CT features are similar to those seen on standard radiographs, but coalescence of nodules and the development of conglomerate masses can often be detected at an earlier stage (see Fig. 8-4B and C). Conglomerate masses of complicated silicosis can be associated with disruption of normal vessels and bulla formation (Fig 8-6). CT is better at revealing gross disruption of the pulmonary parenchyma in the upper lung zones in complicated disease.
Accelerated silicosis (Box 8-5) often occurs after exposure to high concentrations of silica over a relatively short period, usually a few years. The radiographic and CT features are similar to those in simple silicosis.
Box 8-5 Accelerated and Acute Silicosis
Acute silicosis or silicoproteinosis (see Box 8-5) usually occurs as a consequence of exposure to large quantities of fine particulate silica in enclosed spaces over a period of a few weeks. Pathologically, the alveoli are filled with an eosinophilic and lipid-rich exudate, which is periodic acid–Schiff (PAS) stain positive. The disease rapidly progresses, and death is caused by respiratory failure.
The radiographic appearance of acute silicosis is quite different from that of classic simple silicosis. Acute silicosis has a pattern of diffuse consolidation or airspace disease with a perihilar distribution and air bronchograms. Radiographic and pathologic findings are similar to those in alveolar proteinosis. Mycobacterial infection is quite prevalent (25%), and one half of the cases are caused by atypical organisms.
Silicosis is associated with increased prevalence of several connective tissue diseases, including progressive systemic sclerosis, rheumatoid arthritis, Caplan’s syndrome, and systemic lupus erythematosus. Caplan’s syndrome (Box 8-6) consists of large, necrobiotic nodules (i.e., rheumatoid nodules) superimposed on a background of simple silicosis or coal worker’s pneumoconiosis (Fig. 8-7).
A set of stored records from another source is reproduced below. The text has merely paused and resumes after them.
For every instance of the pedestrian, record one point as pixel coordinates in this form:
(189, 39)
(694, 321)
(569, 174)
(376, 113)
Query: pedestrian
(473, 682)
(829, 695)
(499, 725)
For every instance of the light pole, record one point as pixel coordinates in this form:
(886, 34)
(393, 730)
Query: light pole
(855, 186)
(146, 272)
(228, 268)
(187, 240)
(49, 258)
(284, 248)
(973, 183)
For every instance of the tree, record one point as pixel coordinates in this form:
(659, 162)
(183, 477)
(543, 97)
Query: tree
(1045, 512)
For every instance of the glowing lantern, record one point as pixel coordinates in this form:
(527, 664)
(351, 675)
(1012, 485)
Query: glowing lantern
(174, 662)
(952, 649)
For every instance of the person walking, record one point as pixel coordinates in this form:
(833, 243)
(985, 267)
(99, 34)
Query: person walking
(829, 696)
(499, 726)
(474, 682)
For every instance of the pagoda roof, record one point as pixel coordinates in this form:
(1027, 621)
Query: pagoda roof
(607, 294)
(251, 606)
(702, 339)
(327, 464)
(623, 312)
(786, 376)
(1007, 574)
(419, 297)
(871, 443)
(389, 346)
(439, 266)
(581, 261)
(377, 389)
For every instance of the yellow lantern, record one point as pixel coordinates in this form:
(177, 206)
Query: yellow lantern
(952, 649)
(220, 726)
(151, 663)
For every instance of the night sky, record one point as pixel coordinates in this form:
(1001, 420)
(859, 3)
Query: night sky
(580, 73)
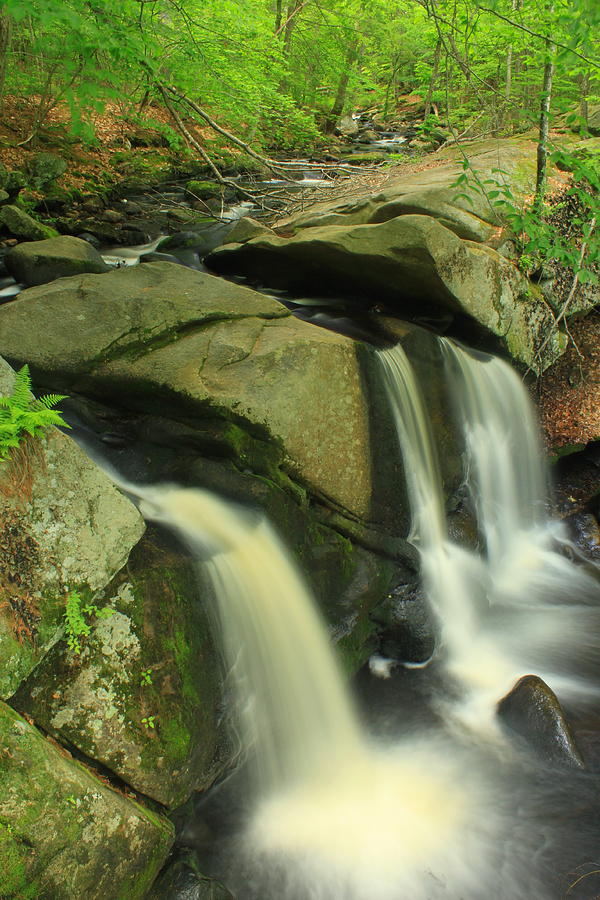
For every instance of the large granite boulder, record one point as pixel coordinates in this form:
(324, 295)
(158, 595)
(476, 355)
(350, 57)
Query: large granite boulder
(170, 340)
(64, 833)
(20, 224)
(415, 265)
(38, 262)
(142, 696)
(64, 526)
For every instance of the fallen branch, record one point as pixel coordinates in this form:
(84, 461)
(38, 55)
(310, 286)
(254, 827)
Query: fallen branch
(274, 166)
(192, 142)
(571, 294)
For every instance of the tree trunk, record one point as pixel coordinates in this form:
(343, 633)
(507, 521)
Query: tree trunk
(434, 75)
(5, 35)
(542, 150)
(340, 96)
(583, 104)
(291, 16)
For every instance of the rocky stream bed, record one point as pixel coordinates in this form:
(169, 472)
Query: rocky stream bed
(205, 365)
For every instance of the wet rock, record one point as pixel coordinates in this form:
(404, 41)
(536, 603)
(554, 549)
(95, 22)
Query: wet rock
(182, 880)
(245, 229)
(63, 526)
(111, 216)
(21, 225)
(63, 832)
(532, 711)
(585, 532)
(38, 262)
(348, 126)
(208, 235)
(407, 631)
(159, 257)
(417, 267)
(372, 158)
(279, 396)
(142, 696)
(203, 190)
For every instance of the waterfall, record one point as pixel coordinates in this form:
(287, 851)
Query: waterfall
(335, 815)
(431, 816)
(294, 709)
(517, 604)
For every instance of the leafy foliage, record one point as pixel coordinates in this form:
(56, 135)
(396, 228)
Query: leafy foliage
(77, 615)
(22, 414)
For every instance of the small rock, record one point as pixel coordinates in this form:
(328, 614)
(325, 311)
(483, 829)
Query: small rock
(532, 711)
(585, 533)
(39, 262)
(22, 225)
(245, 229)
(111, 215)
(44, 168)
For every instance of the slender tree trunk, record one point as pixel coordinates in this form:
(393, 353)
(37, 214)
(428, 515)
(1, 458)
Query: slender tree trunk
(340, 97)
(291, 16)
(542, 150)
(434, 76)
(583, 103)
(5, 35)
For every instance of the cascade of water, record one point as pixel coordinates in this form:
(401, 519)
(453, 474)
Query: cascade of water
(295, 713)
(335, 816)
(517, 606)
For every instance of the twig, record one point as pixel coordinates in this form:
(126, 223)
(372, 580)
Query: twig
(574, 284)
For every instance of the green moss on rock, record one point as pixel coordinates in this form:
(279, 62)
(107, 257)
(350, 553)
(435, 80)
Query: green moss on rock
(142, 697)
(64, 833)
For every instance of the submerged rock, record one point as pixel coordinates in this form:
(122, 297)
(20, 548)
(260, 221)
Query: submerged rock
(39, 262)
(417, 267)
(142, 696)
(63, 832)
(532, 711)
(182, 880)
(245, 229)
(22, 225)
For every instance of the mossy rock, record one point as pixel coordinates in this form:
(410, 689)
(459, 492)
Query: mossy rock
(21, 225)
(141, 170)
(15, 181)
(44, 168)
(63, 525)
(142, 696)
(372, 158)
(203, 190)
(183, 879)
(38, 262)
(63, 832)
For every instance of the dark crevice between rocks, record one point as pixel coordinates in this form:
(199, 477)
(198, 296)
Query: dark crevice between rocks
(94, 766)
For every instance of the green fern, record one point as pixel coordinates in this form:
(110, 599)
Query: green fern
(21, 413)
(76, 623)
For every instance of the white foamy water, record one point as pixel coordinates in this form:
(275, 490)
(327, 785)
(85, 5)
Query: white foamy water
(336, 816)
(517, 605)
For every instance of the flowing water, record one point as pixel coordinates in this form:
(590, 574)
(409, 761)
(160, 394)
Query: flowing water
(518, 605)
(335, 814)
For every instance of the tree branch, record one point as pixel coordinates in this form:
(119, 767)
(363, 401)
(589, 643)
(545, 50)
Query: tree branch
(538, 35)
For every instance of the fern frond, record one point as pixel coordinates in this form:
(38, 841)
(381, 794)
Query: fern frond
(21, 393)
(50, 400)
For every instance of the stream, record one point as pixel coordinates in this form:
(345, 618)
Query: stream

It is a manifestation of rheumatoid lung disease, and it is seen more commonly in coal worker’s pneumoconiosis than in silicosis. The nodules are 0.5 to 5 cm in diameter, and they may cavitate and calcify. Although they most often develop concomitantly with the joint disease, their formation may precede the onset of arthritis by months or years.
Box 8-6 Caplan’s Syndrome
Coal worker’s pneumoconiosis is a compensable occupational disease in the United States. This disease is particularly common in underground miners. In studies of coal worker’s pneumoconiosis in this population, prevalences between 9% and 27% have been reported.
Simple coal worker’s pneumoconiosis (Box 8-7) results from the retention of coal dust alone. Pathologically, the hallmark of coal worker’s pneumoconiosis is the coal macule. It consists of aggregations of dust around dilated respiratory bronchioles. Fibrosis is minimal. Simple coal worker’s pneumoconiosis is not associated with any significant functional impairment, and workers are usually asymptomatic.
The findings on the chest radiograph consist of small nodules, which are predominant in the upper lobes. In contrast to silicosis, after the exposure to coal dust subsides or ceases, the nodules become stable without further evidence of progression.
The CT findings for simple coal worker’s pneumoconiosis include parenchymal and subpleural micronodules (<7 mm in diameter) (Fig. 8-8). The nodules show an upper-zone and right-sided predominance. When they occur in the subpleural zones, they may become confluent, forming pseudoplaques, which consist of subpleural focal linear areas of increased attenuation that are less than 7 mm wide. Larger nodules that are between 7 and 20 mm in diameter can be seen scattered on a background of micronodules.